The study surveyed business leaders and managers and gathered a collection of index scores ranging from zero to 100 in various areas such as cost of raw materials, the business confidence index, and the export reading. 

Factors such as Europe's economic debt and the United States' struggling economy already negatively impacted the Midwest's economic health before the summer drought hit.

The drought, combined with lower amounts of exports, has hurt the agricultural economy, a driving force in the region's overall economic health.

Pat Westhoff, University of Missouri Program Director for FAPRI (Food and Agricultural Policy Research Institute), said Missouri in particular is struggling. 

"In term's of this year's agricultural situation it's probably worse because here in Missouri we have some of the lowest rated crops in the country right now. We have more of our crop rated in poor or very poor condition than almost any other major agricultural state," said Westhoff.

Poor crop yields have already resulted in skyrocketing food prices, and that trend could continue.

Said Westhoff, "It's certainly possible this year that the price effects that we are already seeing will continue for some months to come. Prices have already gone up very sharply in anticipation of a short crop this year."
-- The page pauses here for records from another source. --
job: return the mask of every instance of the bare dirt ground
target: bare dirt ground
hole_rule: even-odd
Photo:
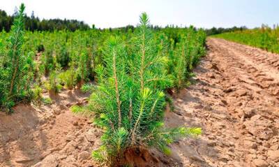
[[[170,145],[170,157],[152,150],[151,166],[279,166],[279,55],[222,39],[207,45],[165,117],[203,134]],[[0,166],[96,166],[90,155],[102,132],[69,110],[88,96],[65,91],[50,106],[0,113]]]
[[[173,157],[181,166],[279,166],[279,55],[222,39],[207,45],[195,84],[166,118],[204,133],[172,145]]]

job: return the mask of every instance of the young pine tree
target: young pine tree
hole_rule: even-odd
[[[168,153],[167,145],[176,137],[201,133],[198,128],[163,126],[163,91],[172,81],[165,70],[167,59],[156,52],[149,27],[142,13],[130,55],[118,37],[108,40],[105,67],[96,67],[98,85],[93,88],[89,105],[72,108],[87,115],[93,112],[95,124],[103,129],[103,145],[93,152],[100,162],[115,165],[126,150],[141,147],[156,146]]]
[[[30,80],[27,80],[32,72],[33,59],[23,55],[24,43],[24,18],[25,6],[22,3],[20,7],[18,15],[14,20],[11,28],[10,37],[8,41],[8,52],[2,60],[0,60],[1,73],[0,82],[1,89],[0,106],[10,108],[17,101],[26,99],[29,96]]]

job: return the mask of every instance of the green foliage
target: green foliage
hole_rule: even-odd
[[[279,53],[279,27],[271,29],[263,25],[262,28],[229,32],[213,36],[234,42],[248,45],[271,52]]]
[[[61,85],[64,85],[66,88],[72,90],[76,84],[76,75],[73,68],[62,72],[59,74]]]
[[[24,8],[22,3],[6,43],[8,50],[3,51],[3,48],[0,50],[0,106],[3,108],[10,108],[17,101],[24,98],[30,99],[31,96],[29,85],[33,75],[33,57],[31,54],[25,55],[22,52]]]
[[[163,91],[173,86],[173,80],[163,44],[158,48],[149,27],[142,13],[128,50],[119,36],[107,40],[104,65],[95,68],[98,85],[83,87],[93,90],[88,106],[72,108],[75,112],[94,115],[95,124],[104,130],[103,145],[93,152],[96,161],[113,163],[132,147],[156,146],[167,153],[167,145],[177,137],[201,133],[200,129],[163,126]]]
The drought has had a heavy impact on the crops of corn and soybean farmers. Livestock farmers have also been just as hard if not harder. Westhoff said the quality of a farmer's crop insurance will go a long way toward determining how much farmers will feel the effects of the summer drought.

The Creighton survey was a monthly report and covered Arkansas, Iowa, Kansas, Minnesota, Missouri, Nebraska, North Dakota, Oklahoma and South Dakota.